The minimal training lasted less than an hour and focused on removing contaminated gloves and washing up properly after potential exposure.

It was attended by workers from LaGuardia and John F. Kennedy International Airport, who fumbled with putting on and taking off bright blue and green latex gloves, which they said were thicker and better quality than the ones supplied by their employer.

There are OSHA and consensus standards implicated by duties such as cleaning aircraft. We have already encountered Bloodborne Pathogens Programs, Needle stick and Hazard Communication issues in cleaning aircraft. (See the OSHA Ebola page).

Follow the logical entry points and you can see other types of workplaces which may be exposed in the transportation industry. But there will also be overreaction and unneeded angst.

Workers complaints and refusal to work

Here are some basic considerations:

  • Under Federal and State-OSHA whistleblower protection, an employee may not take adverse action against your employee for making safety complaints, even if the complaints are unreasonable.
  • Under OSHA anti-retaliation provisions, there is a more demanding standing for refusing to work, and normally the employer’s safety concerns must be reasonable.
  • The NLRB will likely treat many employee refusals to work because of safety concerns as “protected concerned activity.”

Sharing information

It behooves employers to immediately (as in now!) get out front and update employees about Ebola and why they should or shouldn’t be concerned.

Use the opportunity to remind employees about the Flu Season, the value of Flu shots, and the absolute need for hand washing.
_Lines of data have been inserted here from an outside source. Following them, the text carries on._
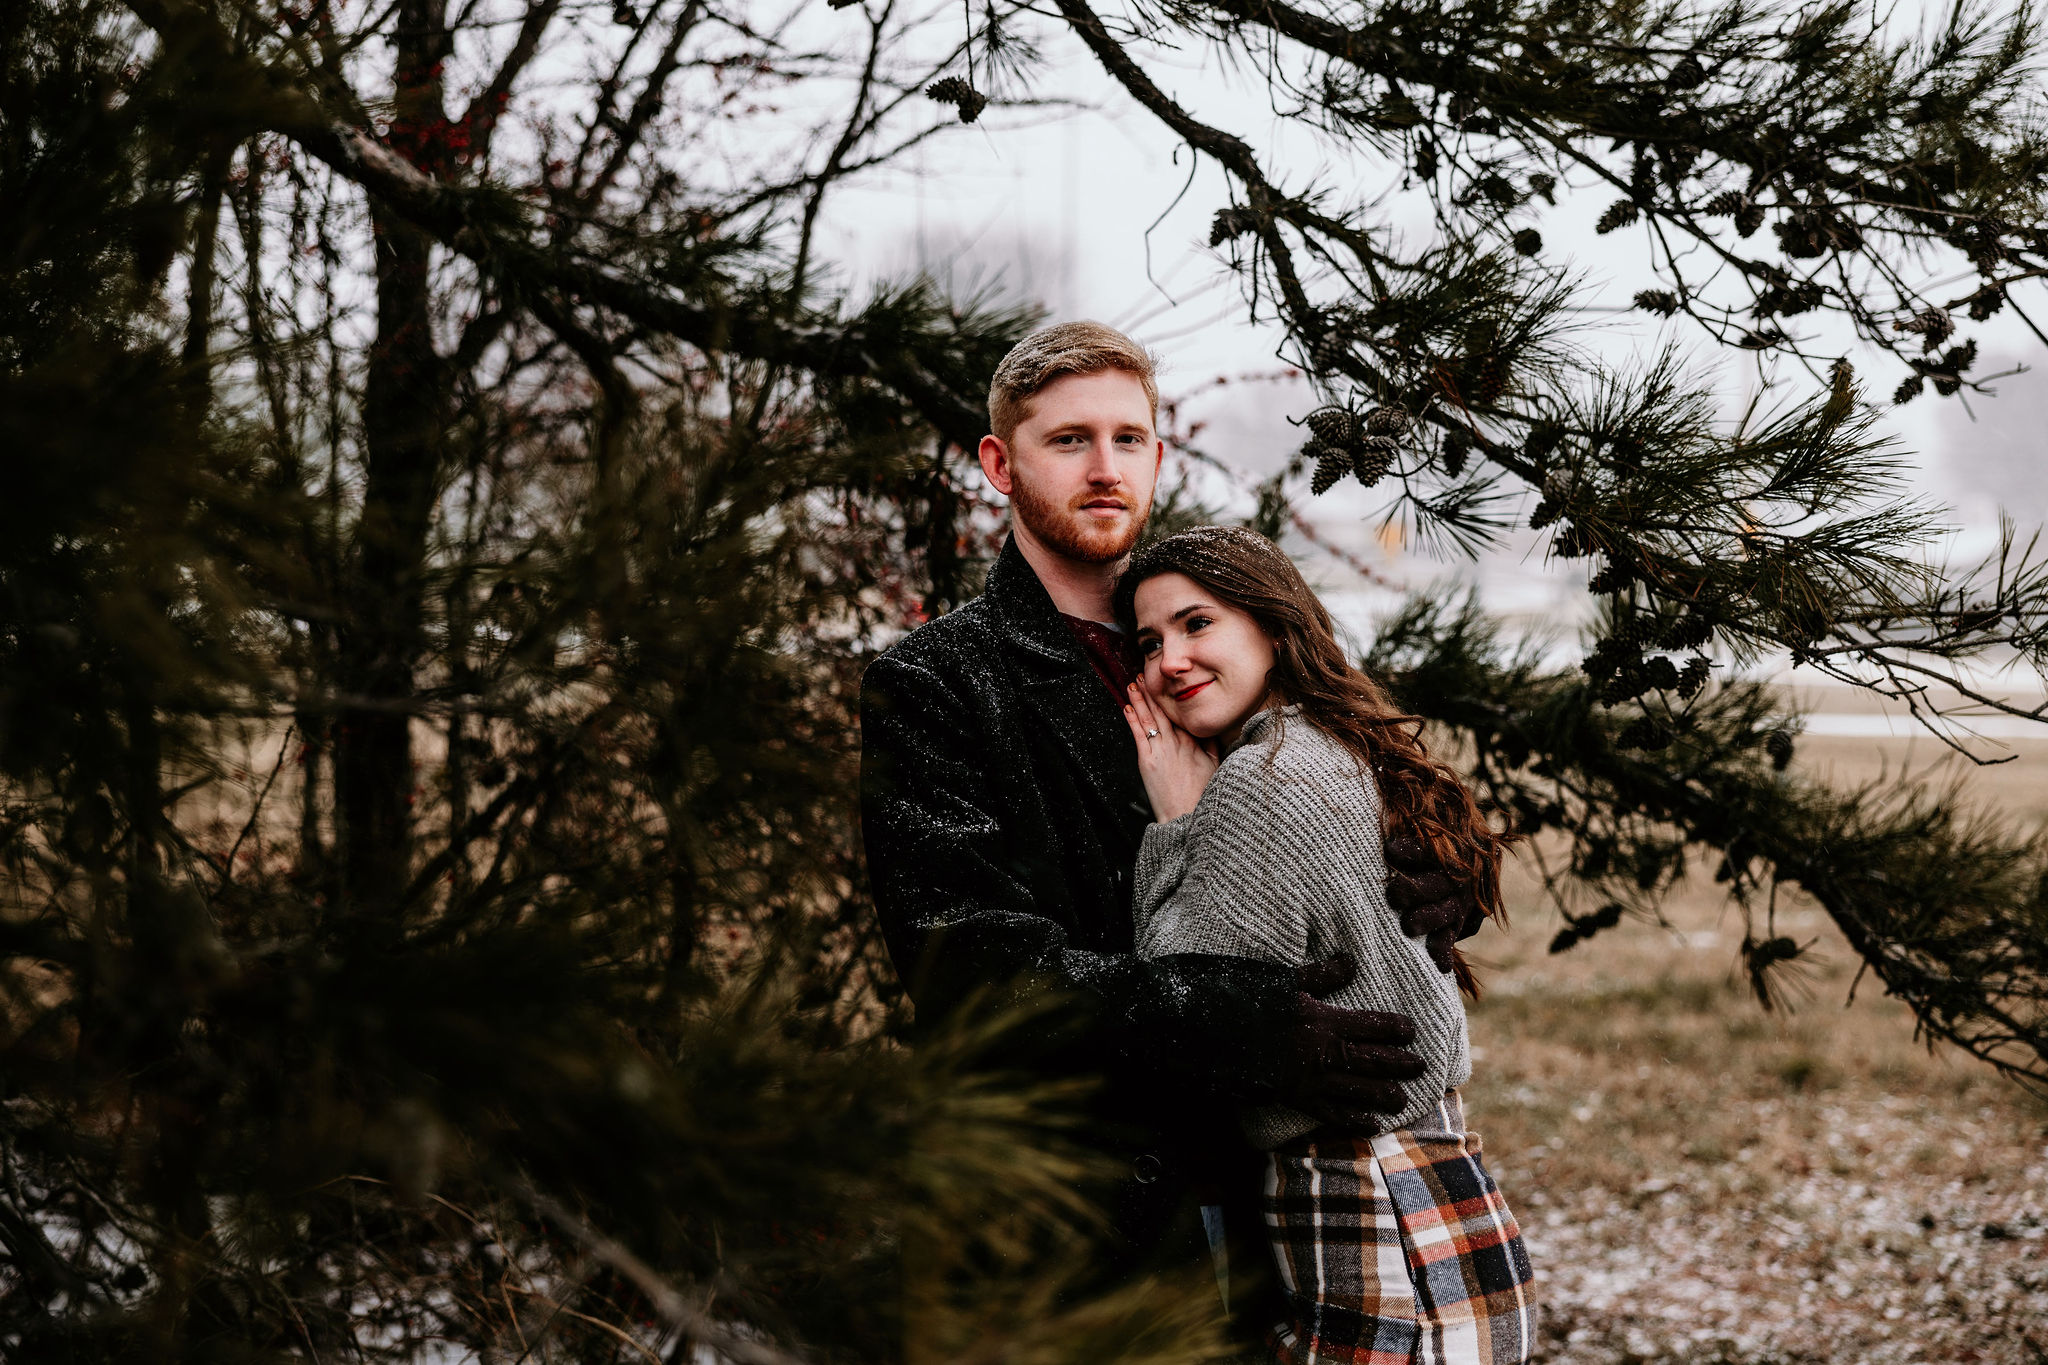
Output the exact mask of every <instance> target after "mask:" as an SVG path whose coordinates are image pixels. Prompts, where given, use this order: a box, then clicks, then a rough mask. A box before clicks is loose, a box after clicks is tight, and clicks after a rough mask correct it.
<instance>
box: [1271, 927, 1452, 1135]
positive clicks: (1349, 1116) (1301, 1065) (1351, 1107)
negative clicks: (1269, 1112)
mask: <svg viewBox="0 0 2048 1365" xmlns="http://www.w3.org/2000/svg"><path fill="white" fill-rule="evenodd" d="M1356 974H1358V964H1356V962H1352V958H1348V956H1339V958H1329V960H1325V962H1311V964H1309V966H1303V968H1298V970H1296V974H1294V986H1296V990H1298V997H1296V1003H1298V1013H1296V1017H1294V1027H1292V1029H1290V1031H1286V1033H1284V1036H1282V1038H1280V1040H1278V1044H1280V1048H1278V1056H1276V1058H1274V1060H1276V1062H1278V1074H1276V1076H1274V1081H1276V1089H1278V1091H1280V1101H1282V1103H1284V1105H1286V1107H1290V1109H1300V1111H1303V1113H1307V1115H1311V1117H1317V1119H1323V1121H1325V1124H1341V1126H1346V1128H1354V1130H1364V1132H1376V1130H1378V1128H1380V1119H1376V1117H1374V1115H1382V1117H1384V1115H1389V1113H1401V1109H1405V1107H1407V1095H1403V1093H1401V1087H1399V1085H1395V1083H1397V1081H1413V1078H1415V1076H1419V1074H1421V1072H1423V1062H1421V1058H1419V1056H1415V1054H1413V1052H1409V1050H1407V1048H1405V1044H1409V1042H1413V1040H1415V1023H1413V1021H1411V1019H1409V1017H1407V1015H1384V1013H1378V1011H1370V1009H1337V1007H1335V1005H1325V1003H1323V1001H1319V999H1317V997H1321V995H1329V993H1331V990H1341V988H1343V986H1348V984H1350V982H1352V978H1354V976H1356Z"/></svg>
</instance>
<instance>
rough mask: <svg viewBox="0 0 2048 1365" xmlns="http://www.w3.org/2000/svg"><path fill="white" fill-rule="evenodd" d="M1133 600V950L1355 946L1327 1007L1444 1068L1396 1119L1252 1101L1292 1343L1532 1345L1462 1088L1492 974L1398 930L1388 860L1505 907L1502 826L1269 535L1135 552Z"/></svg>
mask: <svg viewBox="0 0 2048 1365" xmlns="http://www.w3.org/2000/svg"><path fill="white" fill-rule="evenodd" d="M1116 610H1118V618H1120V620H1122V624H1124V630H1126V632H1128V634H1130V639H1133V641H1135V645H1137V651H1139V657H1141V661H1143V675H1141V679H1139V681H1137V684H1133V688H1130V704H1128V706H1126V708H1124V714H1126V718H1128V720H1130V731H1133V737H1135V741H1137V745H1139V769H1141V774H1143V776H1145V790H1147V794H1149V796H1151V804H1153V814H1155V819H1157V825H1153V827H1151V829H1149V831H1147V833H1145V843H1143V847H1141V849H1139V872H1137V886H1135V892H1137V894H1135V913H1137V945H1139V952H1141V954H1145V956H1165V954H1182V952H1206V954H1235V956H1245V958H1266V960H1274V962H1292V964H1300V962H1311V960H1319V958H1327V956H1331V954H1339V952H1341V954H1352V958H1356V962H1358V978H1356V980H1354V984H1352V986H1346V990H1343V993H1339V995H1335V997H1331V1003H1333V1005H1346V1007H1352V1009H1386V1011H1401V1013H1407V1015H1411V1017H1413V1019H1415V1044H1413V1048H1415V1052H1419V1054H1421V1056H1423V1060H1425V1064H1427V1070H1425V1074H1423V1081H1421V1083H1415V1085H1413V1087H1409V1101H1411V1103H1409V1107H1407V1109H1403V1111H1401V1113H1399V1115H1393V1117H1391V1119H1389V1121H1386V1132H1380V1134H1370V1132H1364V1130H1358V1132H1339V1130H1333V1128H1327V1126H1317V1119H1311V1117H1309V1115H1303V1113H1296V1111H1292V1109H1284V1107H1278V1105H1266V1107H1249V1109H1247V1111H1245V1113H1243V1115H1241V1119H1243V1126H1245V1132H1247V1136H1249V1138H1251V1140H1253V1142H1255V1144H1257V1146H1262V1148H1266V1152H1268V1162H1266V1201H1264V1207H1266V1224H1268V1234H1270V1240H1272V1248H1274V1259H1276V1261H1278V1269H1280V1281H1282V1285H1284V1289H1286V1291H1288V1295H1290V1302H1292V1322H1288V1324H1282V1326H1278V1328H1276V1332H1274V1349H1276V1355H1278V1359H1280V1361H1284V1363H1288V1365H1294V1363H1303V1365H1307V1363H1311V1361H1370V1363H1372V1365H1391V1363H1393V1361H1432V1363H1434V1361H1444V1363H1460V1365H1462V1363H1475V1365H1518V1363H1520V1361H1526V1359H1528V1357H1530V1349H1532V1338H1534V1300H1532V1295H1530V1267H1528V1254H1526V1252H1524V1248H1522V1236H1520V1230H1518V1228H1516V1222H1513V1216H1511V1214H1509V1212H1507V1205H1505V1201H1503V1199H1501V1195H1499V1189H1497V1187H1495V1185H1493V1179H1491V1177H1489V1175H1487V1171H1485V1166H1483V1164H1481V1160H1479V1136H1477V1134H1470V1132H1466V1130H1464V1109H1462V1103H1460V1099H1458V1091H1456V1087H1458V1085H1462V1083H1464V1081H1466V1076H1468V1074H1470V1060H1468V1046H1466V1033H1464V1007H1462V1003H1460V999H1458V986H1460V984H1462V986H1466V988H1470V990H1473V993H1475V995H1477V982H1475V980H1473V976H1470V970H1468V968H1466V966H1464V962H1462V958H1458V960H1456V964H1454V966H1456V970H1454V972H1442V970H1440V968H1438V966H1436V962H1434V960H1432V958H1430V952H1427V948H1425V943H1423V941H1421V939H1409V937H1405V935H1403V933H1401V925H1399V919H1397V917H1395V915H1393V911H1391V909H1389V907H1386V864H1384V855H1382V845H1384V839H1386V837H1389V835H1403V837H1415V839H1421V841H1423V843H1425V845H1427V847H1430V849H1432V851H1434V853H1436V855H1438V857H1440V860H1442V862H1444V864H1446V870H1450V872H1454V874H1462V876H1464V878H1466V880H1473V882H1475V884H1477V886H1479V888H1481V905H1483V907H1485V909H1487V913H1489V915H1493V917H1495V919H1499V917H1501V905H1499V862H1501V851H1503V847H1505V845H1507V841H1509V839H1507V837H1505V835H1501V833H1499V831H1495V829H1493V827H1491V825H1487V821H1485V817H1483V814H1481V812H1479V808H1477V804H1475V802H1473V798H1470V794H1468V792H1466V790H1464V786H1462V784H1460V782H1458V778H1456V776H1454V774H1452V772H1450V769H1448V767H1444V765H1442V763H1438V761H1434V759H1430V755H1427V751H1425V749H1423V745H1421V741H1419V722H1417V720H1415V718H1413V716H1401V714H1399V712H1395V708H1393V706H1391V704H1389V700H1386V694H1384V692H1382V690H1380V688H1378V686H1376V684H1374V681H1372V679H1370V677H1366V675H1364V673H1360V671H1358V669H1356V667H1352V665H1350V663H1346V659H1343V651H1341V649H1339V647H1337V643H1335V636H1333V632H1331V624H1329V614H1327V612H1325V610H1323V604H1321V602H1317V598H1315V593H1313V591H1311V589H1309V585H1307V583H1305V581H1303V577H1300V573H1298V571H1296V569H1294V565H1292V561H1288V557H1286V555H1282V553H1280V551H1278V546H1274V544H1272V542H1270V540H1266V538H1264V536H1260V534H1255V532H1249V530H1235V528H1221V526H1210V528H1200V530H1190V532H1182V534H1178V536H1169V538H1165V540H1159V542H1157V544H1153V546H1149V548H1145V551H1141V553H1139V555H1137V557H1135V559H1133V561H1130V569H1128V571H1126V573H1124V577H1122V579H1120V583H1118V587H1116ZM1219 755H1221V763H1219ZM1382 796H1384V806H1382Z"/></svg>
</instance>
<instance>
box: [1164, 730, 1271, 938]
mask: <svg viewBox="0 0 2048 1365" xmlns="http://www.w3.org/2000/svg"><path fill="white" fill-rule="evenodd" d="M1284 786H1288V784H1286V782H1284V778H1280V776H1278V774H1276V772H1274V765H1272V763H1270V761H1268V753H1266V749H1264V747H1247V749H1239V751H1237V753H1233V755H1231V757H1229V759H1225V763H1223V767H1219V769H1217V776H1214V778H1210V782H1208V790H1206V792H1202V800H1200V804H1196V808H1194V810H1192V812H1190V814H1184V817H1180V819H1178V821H1171V823H1167V825H1153V827H1151V829H1147V831H1145V843H1143V845H1141V849H1139V868H1137V886H1135V892H1137V896H1135V900H1137V950H1139V954H1141V956H1147V958H1155V956H1167V954H1221V956H1229V958H1260V960H1266V962H1284V964H1290V966H1292V964H1300V962H1307V960H1309V923H1307V917H1305V909H1307V907H1305V902H1303V900H1300V896H1290V894H1284V888H1282V886H1280V882H1278V880H1276V876H1274V866H1272V862H1270V860H1268V857H1266V855H1264V845H1266V839H1268V835H1270V833H1272V825H1274V819H1276V817H1280V814H1282V812H1278V810H1276V808H1274V806H1276V802H1284V804H1290V806H1292V804H1298V796H1300V794H1298V792H1282V790H1280V788H1284ZM1288 796H1292V798H1294V800H1286V798H1288Z"/></svg>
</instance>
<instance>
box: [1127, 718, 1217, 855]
mask: <svg viewBox="0 0 2048 1365" xmlns="http://www.w3.org/2000/svg"><path fill="white" fill-rule="evenodd" d="M1124 720H1128V722H1130V739H1135V741H1137V745H1139V776H1141V778H1145V796H1147V798H1151V804H1153V819H1157V821H1159V823H1161V825H1163V823H1167V821H1176V819H1180V817H1184V814H1188V812H1190V810H1194V802H1198V800H1202V788H1206V786H1208V780H1210V778H1212V776H1217V751H1214V747H1212V745H1208V743H1204V741H1200V739H1196V737H1194V735H1190V733H1188V731H1184V729H1180V726H1178V724H1174V722H1171V720H1167V718H1165V716H1163V714H1159V708H1157V706H1153V702H1151V698H1149V696H1147V694H1145V688H1141V686H1139V684H1130V700H1128V702H1126V704H1124Z"/></svg>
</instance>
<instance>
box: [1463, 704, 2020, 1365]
mask: <svg viewBox="0 0 2048 1365" xmlns="http://www.w3.org/2000/svg"><path fill="white" fill-rule="evenodd" d="M1903 757H1907V755H1905V749H1901V747H1898V745H1882V743H1880V745H1872V743H1853V745H1851V743H1835V745H1833V747H1829V745H1825V743H1819V741H1804V743H1802V749H1800V763H1802V765H1804V763H1812V765H1815V767H1817V769H1821V772H1823V774H1825V776H1829V778H1831V780H1841V782H1864V780H1872V778H1878V776H1882V774H1884V772H1886V769H1890V772H1896V769H1898V765H1903ZM1921 757H1925V755H1921ZM2036 759H2040V761H2036ZM1888 765H1890V767H1888ZM1960 776H1962V778H1964V780H1966V782H1968V784H1972V790H1980V792H1982V794H1985V798H1987V800H1995V802H1997V804H1999V806H2001V808H2003V810H2007V812H2009V814H2013V817H2015V819H2025V821H2040V819H2044V817H2048V745H2042V747H2038V749H2030V755H2028V761H2021V763H2011V765H2007V767H1997V769H1976V772H1966V774H1960ZM1524 862H1528V860H1524ZM1509 896H1511V900H1509V905H1511V909H1513V913H1516V925H1513V931H1509V933H1507V935H1497V933H1493V931H1487V933H1483V935H1481V937H1479V939H1475V941H1473V950H1475V962H1479V966H1481V976H1483V980H1487V982H1489V986H1491V990H1489V997H1487V999H1485V1001H1481V1003H1479V1005H1477V1007H1475V1009H1473V1044H1475V1050H1473V1068H1475V1074H1473V1083H1470V1085H1468V1087H1466V1101H1468V1113H1470V1117H1473V1126H1475V1128H1477V1130H1479V1132H1481V1134H1483V1138H1485V1150H1487V1164H1489V1169H1491V1171H1493V1175H1495V1179H1499V1183H1501V1189H1503V1191H1505V1193H1507V1199H1509V1203H1511V1205H1513V1209H1516V1214H1518V1216H1520V1220H1522V1226H1524V1234H1526V1238H1528V1246H1530V1257H1532V1261H1534V1267H1536V1277H1538V1297H1540V1304H1542V1328H1540V1347H1542V1351H1540V1359H1542V1361H1544V1365H1894V1363H1901V1365H1903V1363H1905V1361H1925V1363H1929V1365H1948V1363H1978V1361H1980V1363H1987V1365H2048V1099H2044V1097H2038V1095H2032V1093H2028V1091H2025V1089H2021V1087H2019V1085H2015V1083H2011V1081H2005V1078H2001V1076H1999V1074H1997V1072H1993V1070H1991V1068H1989V1066H1987V1064H1982V1062H1978V1060H1974V1058H1968V1056H1962V1054H1960V1052H1956V1050H1950V1048H1937V1050H1933V1052H1929V1050H1927V1048H1925V1046H1921V1044H1919V1042H1915V1038H1913V1019H1911V1015H1909V1013H1907V1011H1905V1007H1901V1005H1898V1003H1896V1001H1888V999H1882V997H1880V995H1876V993H1874V990H1872V988H1870V982H1868V980H1866V982H1864V990H1862V993H1860V995H1855V999H1853V1003H1851V990H1849V984H1851V976H1853V968H1855V954H1853V952H1851V950H1849V948H1847V943H1845V941H1841V937H1839V933H1837V931H1835V929H1833V925H1831V923H1829V919H1827V917H1825V915H1823V913H1821V911H1819V909H1817V907H1812V905H1810V902H1800V898H1796V896H1786V898H1784V900H1782V907H1780V911H1782V913H1780V919H1778V923H1780V929H1782V931H1784V933H1792V935H1794V937H1798V939H1800V941H1802V943H1804V941H1812V943H1815V954H1812V956H1815V960H1817V962H1815V968H1812V970H1810V972H1808V976H1806V980H1804V993H1802V999H1800V1005H1798V1009H1796V1011H1792V1013H1784V1011H1780V1013H1765V1011H1761V1009H1759V1007H1757V1005H1755V1001H1753V999H1751V997H1749V993H1747V986H1745V984H1743V982H1741V980H1739V972H1737V970H1735V958H1737V943H1739V941H1741V935H1743V925H1741V913H1739V909H1735V907H1731V905H1729V902H1726V898H1724V894H1722V890H1720V888H1718V886H1714V884H1712V880H1710V878H1706V876H1700V878H1694V882H1692V884H1690V888H1686V890H1683V892H1681V894H1677V896H1673V898H1671V900H1669V902H1667V905H1665V907H1663V909H1665V917H1667V923H1665V925H1634V923H1630V925H1622V927H1620V929H1614V931H1608V933H1602V935H1597V937H1593V939H1591V941H1587V943H1581V945H1579V948H1575V950H1571V952H1569V954H1561V956H1550V954H1548V952H1546V943H1548V939H1550V933H1552V931H1554V927H1556V921H1554V915H1552V911H1550V909H1548V907H1546V905H1544V902H1542V896H1540V892H1538V890H1536V886H1534V882H1532V878H1530V876H1528V870H1526V868H1522V870H1518V872H1516V876H1513V880H1511V882H1509Z"/></svg>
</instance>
Try to prevent hysterical reactions by educating employees before a real or perceived incident occurs.

As in the case of HIV, Hep-b, TB, and other infectious diseases, the ADA and common law privacy laws strictly limits when and how an employer may share individual employee information. Generally, once one develops the facts, there is no meaningful risk, and once employees understand the lack of risk, one can calm the situation.

As we have learned when an employee presents active TB, there are occasions when more information may be shared, and proper ways to do so.